Happy New Year, everyone! This space is going to be a resolution-free zone. I'm not making any resolutions. They never stick; when I get sick and have to stop exercising for a couple weeks, or if I don't finish that manuscript I said that I would within the year, I'm inevitably frustrated with myself, and that frustration serves nothing. So, no resolutions. And to that end, these aren't necessarily goals for 2020, but for my writing in general.
It's been an unexpected and exciting journey since first publishing in 2012. The important thing, for me, is to never stop learning; never stop being curious, never stop growing and tweaking and perfecting my craft. In 2020 and beyond, the goals are:
- Journal: I'm so bad about writing budding ideas down. I let them live in my head, stewing on them until I've figured out how to tackle them on paper, so to speak. No outlines, and very little pre-writing, usually. But I worry that I lose great tidbits along the way. How many little seeds, I wonder, slip through the mental cracks? WRITE IT ALL DOWN EARLY is a motto I want to commit to going forward! I received this gorgeous leather-bound journal for Christmas that I'm dedicating to Sons of Rome journaling - how could I not? Romulus and Remus and their wolf mama are on the cover! I want this to be the year that I stop collecting pretty notebooks and journals and start filling them up with words.
- Standalone: I'd really like to work on writing more standalone stories in between the installments of my series. I started three new WIPs this year, and all of them ended up on hold - but all of them are stories I'd really like to finish. One stands out especially; I'd love to complete that in 2020.
- Lionheart: book five of my Sons of Rome series is my next big, involved project. It officially introduces King Richard I to our existing cast, and, based all that needs to happen plot- and character-wise, it's going to be another ambitious project on the scale of Dragon Slayer. I'm not going to dare make so much as a private release date goal for this; my Lionheart goal for this year is to hit all the right emotional notes with the novel; to move the characters to the right points in their emotional journeys. I'd love to have the book out by the end of the year, but we shall see...
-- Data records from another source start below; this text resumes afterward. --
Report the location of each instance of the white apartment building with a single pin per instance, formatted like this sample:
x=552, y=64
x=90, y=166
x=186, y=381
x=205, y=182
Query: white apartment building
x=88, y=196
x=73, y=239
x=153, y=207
- Write Bravely: this sounds vague. It is. Also arbitrary. But working on Sons of Rome the last two years has helped me realized that there's so much I want to write. There are themes I want to explore, and even re-explore. There are characters I've carried with me a long time who've never found their way to the page - but who would like to. Doing new things, writing across genres, feels like a business risk. Easier to carve out a niche and stay there. But I like to think that my niche is character-development, and characters can go anywhere; can do anything. I'd like to take some of the scary chances I haven't in the past. Just say "yes" to the stories that tickle my fancy, even if I can't see an immediate, ready readership for them. Those stories will eventually find their footing, and the wait will be worth it.